Low-Noise Single-Frequency 1.5- $\mu$ m Fiber Laser With a Complex Optical-Feedback Loop

Abstract

A low-noise narrow-linewidth distributed Bragg reflector (DBR) single frequency 1.5- $\mu \text{m}$ fiber laser with a complex optical-feedback loop (COFL) is demonstrated. The COFL is used to reduce the relative intensity noise (RIN) and narrow the linewidth, which is composed of an erbium-doped fiber amplifier (EDFA), an unpumped Er80 fiber and a sagnac loop mirror.
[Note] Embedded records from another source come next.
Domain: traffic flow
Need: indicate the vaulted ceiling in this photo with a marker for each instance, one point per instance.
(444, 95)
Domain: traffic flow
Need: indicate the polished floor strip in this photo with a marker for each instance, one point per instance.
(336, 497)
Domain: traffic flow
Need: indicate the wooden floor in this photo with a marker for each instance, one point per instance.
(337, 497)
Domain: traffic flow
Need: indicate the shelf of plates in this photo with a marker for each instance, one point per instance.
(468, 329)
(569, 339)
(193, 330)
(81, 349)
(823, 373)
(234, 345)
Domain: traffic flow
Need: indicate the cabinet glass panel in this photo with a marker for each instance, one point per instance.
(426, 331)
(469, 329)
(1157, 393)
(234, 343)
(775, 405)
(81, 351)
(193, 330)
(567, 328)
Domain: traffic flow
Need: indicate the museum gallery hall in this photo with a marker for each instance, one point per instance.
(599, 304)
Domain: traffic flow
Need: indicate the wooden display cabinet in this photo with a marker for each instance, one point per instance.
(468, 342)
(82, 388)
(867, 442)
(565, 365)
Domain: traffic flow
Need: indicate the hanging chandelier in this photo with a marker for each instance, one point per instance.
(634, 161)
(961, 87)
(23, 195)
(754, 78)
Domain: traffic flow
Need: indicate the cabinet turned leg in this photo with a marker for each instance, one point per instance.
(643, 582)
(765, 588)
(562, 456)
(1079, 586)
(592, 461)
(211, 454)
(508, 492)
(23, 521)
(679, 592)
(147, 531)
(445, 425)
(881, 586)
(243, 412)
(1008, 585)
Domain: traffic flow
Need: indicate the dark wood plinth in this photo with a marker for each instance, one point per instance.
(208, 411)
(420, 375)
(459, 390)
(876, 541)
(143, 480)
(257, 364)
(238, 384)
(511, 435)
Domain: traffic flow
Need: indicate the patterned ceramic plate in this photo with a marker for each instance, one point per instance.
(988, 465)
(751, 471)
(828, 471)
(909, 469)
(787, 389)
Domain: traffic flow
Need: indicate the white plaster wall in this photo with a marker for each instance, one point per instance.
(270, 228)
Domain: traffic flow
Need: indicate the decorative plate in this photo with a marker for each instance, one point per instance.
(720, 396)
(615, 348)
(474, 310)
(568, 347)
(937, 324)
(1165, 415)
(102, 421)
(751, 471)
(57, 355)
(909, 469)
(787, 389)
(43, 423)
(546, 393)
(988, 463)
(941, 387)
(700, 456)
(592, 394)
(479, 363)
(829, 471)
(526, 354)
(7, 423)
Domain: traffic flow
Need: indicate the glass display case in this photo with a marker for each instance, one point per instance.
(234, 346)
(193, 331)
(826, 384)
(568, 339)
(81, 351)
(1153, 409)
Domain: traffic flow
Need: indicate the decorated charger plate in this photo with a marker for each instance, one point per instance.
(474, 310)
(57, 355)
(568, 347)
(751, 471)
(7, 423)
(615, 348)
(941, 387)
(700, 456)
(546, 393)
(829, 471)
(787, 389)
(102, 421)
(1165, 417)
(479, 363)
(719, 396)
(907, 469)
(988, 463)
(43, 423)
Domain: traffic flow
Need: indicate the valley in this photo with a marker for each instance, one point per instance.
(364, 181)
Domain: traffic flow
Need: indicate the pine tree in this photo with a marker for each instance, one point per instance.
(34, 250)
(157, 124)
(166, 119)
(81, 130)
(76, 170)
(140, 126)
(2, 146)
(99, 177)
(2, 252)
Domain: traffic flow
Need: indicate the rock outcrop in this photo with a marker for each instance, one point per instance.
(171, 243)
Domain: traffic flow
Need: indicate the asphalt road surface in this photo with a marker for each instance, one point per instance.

The COFL combines the nonlinear amplification effect of saturated optical amplifiers, the standing-wave saturation effects of saturable absorber (SA), and the self-injection locking technology at the same time. The effects of self-injection locking give a sufficient proof, which the RIN is reduced and the resonance peak shifts to lower frequency. The RIN of low frequency is greatly reduced by the EDFA. In addition, the SA narrows the linewidth. After the COFL suppression, the RIN of relaxation oscillation is reduced by 24.5 dB from 80.3 dB/Hz at 219 kHz to 104.8 dB/Hz at 87 kHz. Furthermore, the linewidth narrows from 7.47 kHz to 720 Hz. Even after two-stage fiber amplification, the RIN does not increase significantly, and a spectral linewidth well below 1.8 kHz is also achieved at the output power of 11.1 W.